L’Agence internationale de l’énergie atomique (AIEA) a annoncé dans un rapport que l’Iran avait installé la moitié des dispositifs avancés d’enrichissement de l’uranium sur le site souterrain de Fordow, ce qui avait déjà été signalé, mais qu’ils n’ont pas encore été activés.
Dans ce rapport, dont l’agence de presse Reuters prétend avoir vu une copie, l’AIEA déclare que l’Iran a installé quatre des huit nouvelles cascades de centrifugeuses IR-6 à Fordow, mais on ne sait pas exactement quand de l’uranium y sera injecté.
Il y a deux semaines, l’Iran a informé l’AIEA de son intention d’augmenter rapidement sa capacité d’enrichissement sur le site souterrain de Fordow en ajoutant huit nouvelles cascades de centrifugeuses IR-6.
L’AIEA a confirmé en deux jours qu’au 11 juin, l’Iran avait achevé deux nouvelles cascades de centrifugeuses IR-6 dans l’unité 1.
Dans le rapport, l’AIEA confirme que l’Iran l’a informée les 9 et 10 juin qu’il installerait huit cascades contenant 174 centrifugeuses IR-6 dans l’unité 1 de l’installation d’enrichissement de Fordow au cours des trois à quatre prochaines semaines.
L’IR-6 est l’un des modèles de centrifugeuses les plus avancés des installations nucléaires iraniennes.
L’AIEA affirme désormais que Téhéran n’a pas encore annoncé quand il commencerait à injecter de l’hexafluorure d’uranium gazeux dans l’une des cascades de l’unité 1, ni précisé le niveau d’enrichissement souhaité.
Les diplomates affirment que l’installation des nouvelles centrifugeuses IR-6 fait suite à une résolution publiée le 5 juin par le Conseil des gouverneurs de l’AIEA contre l’Iran.

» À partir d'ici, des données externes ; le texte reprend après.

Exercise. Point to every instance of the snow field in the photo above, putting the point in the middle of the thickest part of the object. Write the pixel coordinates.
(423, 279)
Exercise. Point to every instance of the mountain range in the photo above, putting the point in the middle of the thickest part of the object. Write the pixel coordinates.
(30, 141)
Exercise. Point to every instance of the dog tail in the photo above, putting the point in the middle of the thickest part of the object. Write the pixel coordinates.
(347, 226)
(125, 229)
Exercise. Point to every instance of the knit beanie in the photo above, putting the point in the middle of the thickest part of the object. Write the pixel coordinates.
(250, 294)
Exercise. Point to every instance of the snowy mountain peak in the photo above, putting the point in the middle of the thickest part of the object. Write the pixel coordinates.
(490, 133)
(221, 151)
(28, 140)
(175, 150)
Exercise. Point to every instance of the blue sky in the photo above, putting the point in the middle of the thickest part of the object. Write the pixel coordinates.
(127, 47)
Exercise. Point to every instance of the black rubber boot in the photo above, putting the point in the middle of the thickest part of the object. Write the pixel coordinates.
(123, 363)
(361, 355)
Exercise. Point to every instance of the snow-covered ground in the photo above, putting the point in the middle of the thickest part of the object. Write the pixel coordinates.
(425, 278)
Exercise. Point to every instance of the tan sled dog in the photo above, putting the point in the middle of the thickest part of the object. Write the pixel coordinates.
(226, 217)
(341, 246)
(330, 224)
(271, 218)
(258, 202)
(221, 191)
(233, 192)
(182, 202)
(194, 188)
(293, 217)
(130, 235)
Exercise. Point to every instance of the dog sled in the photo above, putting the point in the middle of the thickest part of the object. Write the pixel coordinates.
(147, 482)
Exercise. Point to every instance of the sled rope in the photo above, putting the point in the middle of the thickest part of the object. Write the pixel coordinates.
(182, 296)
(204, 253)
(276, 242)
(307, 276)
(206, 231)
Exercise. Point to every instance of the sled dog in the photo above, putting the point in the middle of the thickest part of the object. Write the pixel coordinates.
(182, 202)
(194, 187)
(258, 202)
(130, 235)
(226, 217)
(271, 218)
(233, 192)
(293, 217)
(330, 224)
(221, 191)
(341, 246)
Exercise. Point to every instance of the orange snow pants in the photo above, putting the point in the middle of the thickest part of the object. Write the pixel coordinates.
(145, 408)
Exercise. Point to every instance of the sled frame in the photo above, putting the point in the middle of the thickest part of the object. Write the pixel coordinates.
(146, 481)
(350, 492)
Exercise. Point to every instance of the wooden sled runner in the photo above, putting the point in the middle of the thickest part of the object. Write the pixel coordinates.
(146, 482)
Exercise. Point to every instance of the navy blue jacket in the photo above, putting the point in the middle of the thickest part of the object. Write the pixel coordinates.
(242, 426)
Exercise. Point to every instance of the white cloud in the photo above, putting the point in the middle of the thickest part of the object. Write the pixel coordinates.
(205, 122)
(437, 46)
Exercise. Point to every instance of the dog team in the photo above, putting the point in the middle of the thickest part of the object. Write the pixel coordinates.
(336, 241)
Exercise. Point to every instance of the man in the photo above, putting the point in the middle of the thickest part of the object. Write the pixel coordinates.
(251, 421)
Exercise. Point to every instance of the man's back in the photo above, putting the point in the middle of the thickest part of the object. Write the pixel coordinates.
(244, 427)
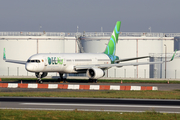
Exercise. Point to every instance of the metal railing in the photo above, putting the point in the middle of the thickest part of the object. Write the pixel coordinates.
(89, 34)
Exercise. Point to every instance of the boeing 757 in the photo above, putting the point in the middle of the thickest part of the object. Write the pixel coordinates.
(93, 64)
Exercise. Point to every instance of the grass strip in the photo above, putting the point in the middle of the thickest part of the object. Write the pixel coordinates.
(86, 81)
(7, 114)
(99, 94)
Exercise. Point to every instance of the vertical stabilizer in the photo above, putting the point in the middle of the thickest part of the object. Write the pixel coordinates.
(4, 54)
(111, 47)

Cette résolution appelait à une coopération accrue de Téhéran avec l’AIEA et à la levée des récentes restrictions imposées aux inspecteurs.
Dans sa résolution, le Conseil des gouverneurs de l’AIEA a appelé le régime iranien à répondre « immédiatement » aux questions des inspecteurs sur l’origine des particules d’uranium découvertes sur des sites non déclarés.

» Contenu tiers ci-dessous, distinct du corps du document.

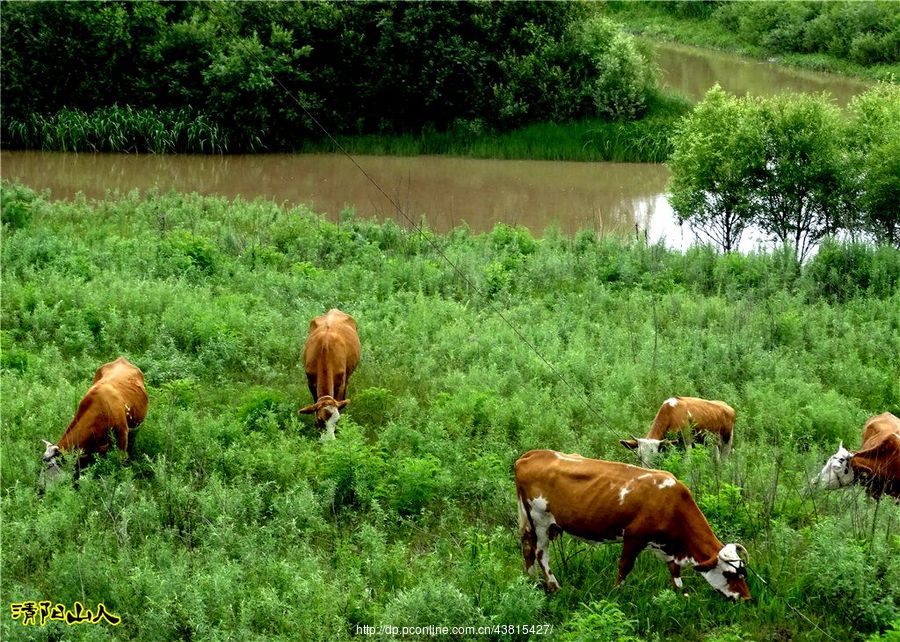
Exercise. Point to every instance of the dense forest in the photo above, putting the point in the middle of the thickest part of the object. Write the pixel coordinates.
(254, 76)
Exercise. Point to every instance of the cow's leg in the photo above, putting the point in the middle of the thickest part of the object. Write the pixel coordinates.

L’Iran a déjà répondu aux résolutions du Conseil d’administration de l’AIEA et, suite à l’adoption d’une précédente résolution en 2022, il a augmenté les niveaux d’enrichissement de l’uranium à 60 %, ce qui est proche du niveau requis pour produire des armes nucléaires.
La résolution contre l’Iran par le Conseil des gouverneurs de l’AIEA le 5 juin a été adoptée avec 20 voix pour. La Chine et la Russie se sont opposées à la résolution et 12 pays se sont abstenus.
La résolution juge « vitale » la présence d’inspecteurs expérimentés de l’AIEA lors des inspections des activités nucléaires iraniennes et appelle Téhéran à lever l’interdiction de leurs activités.
Des responsables du ministère iranien des Affaires étrangères ont qualifié l’adoption de cette résolution de « non constructive », et un porte-parole de l’Organisation iranienne de l’énergie atomique a déclaré que l’Iran ne céderait pas aux « pressions ».